Coin Grading Components | Gainesville Coins Learning Center

Grading Components

By Gainesville Coins
Published June 03, 2015


Strike is the sharpness of detail that the coin had when it was mint state. A full strike is a coin that exhibits the full detail that would appear on the sharpest known examples of that type. There are several parts of the minting process that could account for the sharpness, or lack of sharpness, of a coin's strike. The most important aspect is striking pressure. Striking pressure can vary tremendously from coin to coin during the minting process.

Surface Preservation

Surface preservation includes the presence of bagmarks - a ding, scratch, indentation, or scrape - hairlines from cleaning or mishandling, and any other imperfections of planchet, whether mint caused or man made. An analysis of surface preservation attempts to evaluate the visual impact of these imperfections based on their degree of severity and their location on the coin.

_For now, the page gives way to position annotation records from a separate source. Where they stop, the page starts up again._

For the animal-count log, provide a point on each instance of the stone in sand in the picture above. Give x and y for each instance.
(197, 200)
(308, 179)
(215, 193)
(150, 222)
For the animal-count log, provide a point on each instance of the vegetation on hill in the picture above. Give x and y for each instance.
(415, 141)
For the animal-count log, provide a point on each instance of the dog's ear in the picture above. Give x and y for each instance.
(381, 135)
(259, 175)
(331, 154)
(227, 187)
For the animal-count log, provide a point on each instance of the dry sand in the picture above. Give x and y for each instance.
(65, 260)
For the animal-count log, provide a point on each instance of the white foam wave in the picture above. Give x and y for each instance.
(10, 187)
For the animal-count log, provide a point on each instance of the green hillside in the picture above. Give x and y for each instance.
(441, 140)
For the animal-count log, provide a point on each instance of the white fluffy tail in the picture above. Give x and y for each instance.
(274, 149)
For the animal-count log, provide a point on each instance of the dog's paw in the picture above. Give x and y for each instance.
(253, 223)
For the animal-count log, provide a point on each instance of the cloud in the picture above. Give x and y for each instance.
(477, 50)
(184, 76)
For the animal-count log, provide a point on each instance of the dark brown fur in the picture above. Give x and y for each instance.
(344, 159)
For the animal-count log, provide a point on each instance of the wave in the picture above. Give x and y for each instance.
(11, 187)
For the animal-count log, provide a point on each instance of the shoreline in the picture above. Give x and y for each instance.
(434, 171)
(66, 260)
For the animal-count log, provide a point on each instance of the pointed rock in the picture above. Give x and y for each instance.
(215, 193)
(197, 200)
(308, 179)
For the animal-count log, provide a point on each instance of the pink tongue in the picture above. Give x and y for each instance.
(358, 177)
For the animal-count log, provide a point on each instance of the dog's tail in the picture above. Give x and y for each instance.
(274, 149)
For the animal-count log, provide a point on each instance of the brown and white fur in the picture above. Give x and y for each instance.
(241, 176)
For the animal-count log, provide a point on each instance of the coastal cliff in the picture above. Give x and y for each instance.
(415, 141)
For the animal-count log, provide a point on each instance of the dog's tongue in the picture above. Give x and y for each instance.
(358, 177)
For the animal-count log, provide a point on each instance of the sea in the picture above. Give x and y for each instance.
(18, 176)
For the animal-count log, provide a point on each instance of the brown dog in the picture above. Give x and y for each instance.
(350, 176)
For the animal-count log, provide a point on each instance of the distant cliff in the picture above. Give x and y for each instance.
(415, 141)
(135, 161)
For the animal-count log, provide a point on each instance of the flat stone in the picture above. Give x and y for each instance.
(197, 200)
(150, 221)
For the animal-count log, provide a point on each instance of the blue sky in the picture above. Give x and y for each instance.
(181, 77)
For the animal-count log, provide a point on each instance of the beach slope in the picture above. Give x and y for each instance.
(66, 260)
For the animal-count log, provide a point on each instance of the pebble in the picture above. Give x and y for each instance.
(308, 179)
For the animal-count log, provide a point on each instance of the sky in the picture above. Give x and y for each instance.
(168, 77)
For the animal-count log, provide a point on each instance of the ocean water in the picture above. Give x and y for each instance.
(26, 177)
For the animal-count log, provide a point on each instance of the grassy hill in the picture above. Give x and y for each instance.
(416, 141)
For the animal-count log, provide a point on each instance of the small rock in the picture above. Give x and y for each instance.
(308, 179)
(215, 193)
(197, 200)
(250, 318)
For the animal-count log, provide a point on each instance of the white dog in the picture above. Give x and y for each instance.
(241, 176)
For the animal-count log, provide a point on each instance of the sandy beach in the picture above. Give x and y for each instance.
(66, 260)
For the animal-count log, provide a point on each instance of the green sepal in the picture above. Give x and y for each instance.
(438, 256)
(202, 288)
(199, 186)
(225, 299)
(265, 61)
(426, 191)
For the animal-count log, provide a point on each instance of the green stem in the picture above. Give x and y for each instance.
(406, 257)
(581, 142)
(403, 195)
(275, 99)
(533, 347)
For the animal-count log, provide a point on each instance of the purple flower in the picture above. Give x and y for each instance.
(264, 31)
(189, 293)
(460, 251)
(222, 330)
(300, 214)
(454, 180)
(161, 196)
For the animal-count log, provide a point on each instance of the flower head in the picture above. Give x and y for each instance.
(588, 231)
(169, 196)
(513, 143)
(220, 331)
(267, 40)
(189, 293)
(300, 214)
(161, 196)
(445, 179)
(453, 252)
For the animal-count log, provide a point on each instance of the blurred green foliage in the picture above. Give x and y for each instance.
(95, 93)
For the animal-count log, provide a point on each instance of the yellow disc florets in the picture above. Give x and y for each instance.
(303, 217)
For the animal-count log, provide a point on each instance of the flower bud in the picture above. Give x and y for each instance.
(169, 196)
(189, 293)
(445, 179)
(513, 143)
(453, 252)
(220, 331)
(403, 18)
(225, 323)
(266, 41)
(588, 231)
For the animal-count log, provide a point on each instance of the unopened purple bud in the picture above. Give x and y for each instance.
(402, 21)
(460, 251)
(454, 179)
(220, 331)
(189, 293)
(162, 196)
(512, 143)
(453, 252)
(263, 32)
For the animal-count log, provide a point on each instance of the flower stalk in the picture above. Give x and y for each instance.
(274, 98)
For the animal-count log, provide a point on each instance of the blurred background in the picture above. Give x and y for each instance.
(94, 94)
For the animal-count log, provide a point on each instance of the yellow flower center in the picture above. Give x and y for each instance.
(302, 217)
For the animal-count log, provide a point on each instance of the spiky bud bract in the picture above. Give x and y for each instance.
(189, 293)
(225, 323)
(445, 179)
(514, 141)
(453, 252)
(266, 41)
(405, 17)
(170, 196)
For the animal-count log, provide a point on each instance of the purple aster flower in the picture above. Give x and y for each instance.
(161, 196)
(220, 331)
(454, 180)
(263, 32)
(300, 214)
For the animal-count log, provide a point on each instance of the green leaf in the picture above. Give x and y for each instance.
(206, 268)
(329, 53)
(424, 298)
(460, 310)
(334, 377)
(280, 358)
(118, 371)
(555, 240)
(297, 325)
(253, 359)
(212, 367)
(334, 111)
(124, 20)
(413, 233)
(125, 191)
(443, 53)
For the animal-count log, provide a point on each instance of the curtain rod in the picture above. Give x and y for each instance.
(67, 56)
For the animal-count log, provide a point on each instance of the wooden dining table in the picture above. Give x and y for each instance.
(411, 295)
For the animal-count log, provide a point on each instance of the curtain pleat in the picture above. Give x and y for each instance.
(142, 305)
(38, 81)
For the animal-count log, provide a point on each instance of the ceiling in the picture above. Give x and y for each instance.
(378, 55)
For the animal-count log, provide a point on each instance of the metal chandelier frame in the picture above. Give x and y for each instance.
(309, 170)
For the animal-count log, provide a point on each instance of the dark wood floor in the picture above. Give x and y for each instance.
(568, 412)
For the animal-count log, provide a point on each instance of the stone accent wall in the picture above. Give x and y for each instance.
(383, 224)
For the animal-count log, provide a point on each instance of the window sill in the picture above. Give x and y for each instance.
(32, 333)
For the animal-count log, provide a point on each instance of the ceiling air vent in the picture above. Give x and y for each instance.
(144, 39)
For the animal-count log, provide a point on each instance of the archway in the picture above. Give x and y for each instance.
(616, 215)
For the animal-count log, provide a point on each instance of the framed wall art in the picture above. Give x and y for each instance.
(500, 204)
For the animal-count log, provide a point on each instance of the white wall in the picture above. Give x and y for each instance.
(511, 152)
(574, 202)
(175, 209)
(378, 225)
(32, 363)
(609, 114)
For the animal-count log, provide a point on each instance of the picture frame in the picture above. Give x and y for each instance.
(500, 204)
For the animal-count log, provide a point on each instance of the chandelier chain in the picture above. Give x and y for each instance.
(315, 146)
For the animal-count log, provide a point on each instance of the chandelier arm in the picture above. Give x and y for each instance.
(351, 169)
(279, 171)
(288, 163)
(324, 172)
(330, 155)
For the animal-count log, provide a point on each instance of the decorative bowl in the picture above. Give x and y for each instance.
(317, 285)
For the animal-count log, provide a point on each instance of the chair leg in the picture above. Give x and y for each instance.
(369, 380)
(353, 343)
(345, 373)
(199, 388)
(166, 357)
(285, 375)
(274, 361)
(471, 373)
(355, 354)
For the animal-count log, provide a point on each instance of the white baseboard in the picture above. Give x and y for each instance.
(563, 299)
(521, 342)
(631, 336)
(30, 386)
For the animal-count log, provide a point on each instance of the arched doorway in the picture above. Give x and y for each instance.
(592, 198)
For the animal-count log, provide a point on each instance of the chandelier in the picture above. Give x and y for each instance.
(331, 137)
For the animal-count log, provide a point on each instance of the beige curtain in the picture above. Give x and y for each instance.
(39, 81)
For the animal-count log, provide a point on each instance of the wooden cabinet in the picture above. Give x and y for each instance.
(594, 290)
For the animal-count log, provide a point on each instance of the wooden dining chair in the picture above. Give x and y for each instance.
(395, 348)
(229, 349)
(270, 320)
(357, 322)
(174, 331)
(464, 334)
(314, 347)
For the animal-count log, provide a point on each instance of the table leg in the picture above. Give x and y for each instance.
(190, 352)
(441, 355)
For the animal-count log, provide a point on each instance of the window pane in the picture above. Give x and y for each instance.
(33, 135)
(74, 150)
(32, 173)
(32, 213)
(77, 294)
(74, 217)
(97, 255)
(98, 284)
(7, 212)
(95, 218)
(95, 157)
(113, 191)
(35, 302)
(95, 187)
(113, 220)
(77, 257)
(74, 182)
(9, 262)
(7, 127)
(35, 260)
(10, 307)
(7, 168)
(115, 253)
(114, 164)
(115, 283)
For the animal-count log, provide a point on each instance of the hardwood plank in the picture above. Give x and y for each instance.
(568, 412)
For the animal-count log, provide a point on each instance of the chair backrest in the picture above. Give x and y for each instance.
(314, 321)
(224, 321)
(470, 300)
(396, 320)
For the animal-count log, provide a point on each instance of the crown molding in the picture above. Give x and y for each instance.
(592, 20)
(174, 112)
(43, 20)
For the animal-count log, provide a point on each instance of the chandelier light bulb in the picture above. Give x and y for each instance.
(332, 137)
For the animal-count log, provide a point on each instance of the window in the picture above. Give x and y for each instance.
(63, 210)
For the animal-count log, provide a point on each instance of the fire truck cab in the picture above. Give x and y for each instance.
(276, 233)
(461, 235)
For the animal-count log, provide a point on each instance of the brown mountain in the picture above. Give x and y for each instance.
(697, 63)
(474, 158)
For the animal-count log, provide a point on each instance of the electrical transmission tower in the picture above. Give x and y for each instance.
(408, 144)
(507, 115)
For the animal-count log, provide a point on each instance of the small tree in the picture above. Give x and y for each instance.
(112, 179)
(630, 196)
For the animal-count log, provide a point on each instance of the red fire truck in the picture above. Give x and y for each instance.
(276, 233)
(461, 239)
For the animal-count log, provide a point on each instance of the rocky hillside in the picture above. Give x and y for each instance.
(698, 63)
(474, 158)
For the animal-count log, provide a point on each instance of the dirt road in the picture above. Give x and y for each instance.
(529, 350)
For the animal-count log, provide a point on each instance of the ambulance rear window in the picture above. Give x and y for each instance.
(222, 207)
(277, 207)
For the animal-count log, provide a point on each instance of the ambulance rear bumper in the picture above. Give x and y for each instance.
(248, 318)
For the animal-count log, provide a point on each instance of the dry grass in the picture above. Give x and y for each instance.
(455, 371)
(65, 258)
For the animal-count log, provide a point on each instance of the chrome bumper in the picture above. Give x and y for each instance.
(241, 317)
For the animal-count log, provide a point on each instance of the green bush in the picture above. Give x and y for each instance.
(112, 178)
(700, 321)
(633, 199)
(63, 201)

Luster encompasses the brilliance, cartwheel, sheen and contrast of the coin, again taking the normal characteristics of the particular issue into account. Minor (non-hairline producing) cleaning, retoning, friction, etc., are evaluated under this category.


Coloration is the most subjective factor in determining grade. A coin is either well-struck or not. But a gold coin that shows deep green-gold color may be attractive to one viewer and unattractive to another. Attractive original coloration greatly enhances the appearance of a coin.

Eye Appeal

Eye appeal is a combination of the four aforementioned components when viewed collectively. A coin that has good eye appeal may be very strong in one area (excellent luster, for example) and good in another (nice but not great color). If a coin is negative in one area (very heavy marks, for example) but acceptable in all others, it is still likely to be noted as having below-average eye appeal.

Coin Grade Scales:

Grading Scales
  • Mint State (Unc): Absolutely no trace of wear.
  • Almost Uncirculated (AU): Small trace of wear visible on the highest points
  • Extremely Fine (XF or EF): Very light wear on only the highest points.
  • Very Fine (VF): Light to medium wear. All major features are sharp.
  • Good (G): Heavily worn. Design and legend visible but faint in spots.
  • Almost Good (AG): Outlined design. Parts of date and legend worn smooth.
  • Fair (Fair): You can identify the coin as to its type.
  • Basal State (Basal): You can identify the lump of metal as being a coin.